Everyone struggles with moral dilemmas and making decisions about right and wrong. However, these concerns are much more distressing for people with scrupulosity and take up much time and energy. Scrupulosity is OCD characterized by excessive worry and anxiety over moral or religious issues. People with scrupulosity often doubt their moral character and worry that they may have committed an act that is sinful or offensive to God. They may also doubt their religious beliefs and worry that they are not good enough Christians, Muslims, Jews, etc. Scrupulosity can be very debilitating, making it difficult for people to function in their everyday lives.
What is scrupulosity?
Scrupulosity is a type of obsessive-compulsive disorder (OCD) in which a person is excessively concerned with morality, ethics, or religion. They might doubt whether they have sinned or are living by their religious or moral values. Scrupulosity can also include excessive worry about making mistakes or breaking the rules.

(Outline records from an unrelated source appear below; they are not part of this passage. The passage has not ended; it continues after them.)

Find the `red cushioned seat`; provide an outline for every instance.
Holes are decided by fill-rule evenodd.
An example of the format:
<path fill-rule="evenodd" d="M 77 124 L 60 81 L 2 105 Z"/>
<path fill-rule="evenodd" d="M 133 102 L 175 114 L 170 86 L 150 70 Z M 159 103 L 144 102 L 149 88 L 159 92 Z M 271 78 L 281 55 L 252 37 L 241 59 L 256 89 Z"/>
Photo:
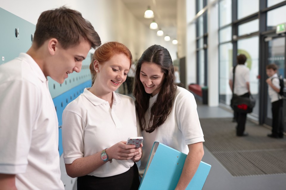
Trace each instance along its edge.
<path fill-rule="evenodd" d="M 203 96 L 202 93 L 202 88 L 198 84 L 190 84 L 189 86 L 189 89 L 196 94 L 200 96 Z"/>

People with scrupulosity often feel pronounced guilt or shame, and they might go to great lengths to avoid perceived moral threats. They might also seek reassurance from others about their actions or agonize over decisions. Scrupulosity can lead to avoidance of people, places, and activities that trigger fears. In severe cases, it can interfere with work, school, and relationships.
While scrupulosity is often associated with religious obsessions, it can also be linked to ethical concerns, such as worries about lying or cheating. It is important to note that scrupulosity is not simply having strong moral convictions or being conscientious. Rather, it is the excessive and irrational worry that interferes with daily life.
Causes of scrupulosity
There are a variety of different causes of scrupulosity. Sometimes, it can be due to a traumatic event or abuse in the individual’s life. Other times, it may be due to an unrealistic fear of God or religious figures. Additionally, scrupulosity can be caused by a mental illness such as OCD or anxiety.
Symptoms of scrupulosity
The following are some common symptoms of scrupulosity:
• Perfectionism: An excessive need to do things perfectly or flawlessly.
• Excessive doubt: plagued by constant doubts regardless of evidence to the contrary. For example, a student might be convinced they flunked a test even after being told they got an A.
• Black-and-white thinking: difficulty seeing shades of gray; perceiving situations as either good or bad with no middle ground.
• Images of harm or intrusive thoughts: persistent, unwanted thoughts about harming oneself or others. Intense feelings of anxiety or distress may accompany these.
• Fear of losing control: a sense that one might lose control and act on their impulses, leading to catastrophe.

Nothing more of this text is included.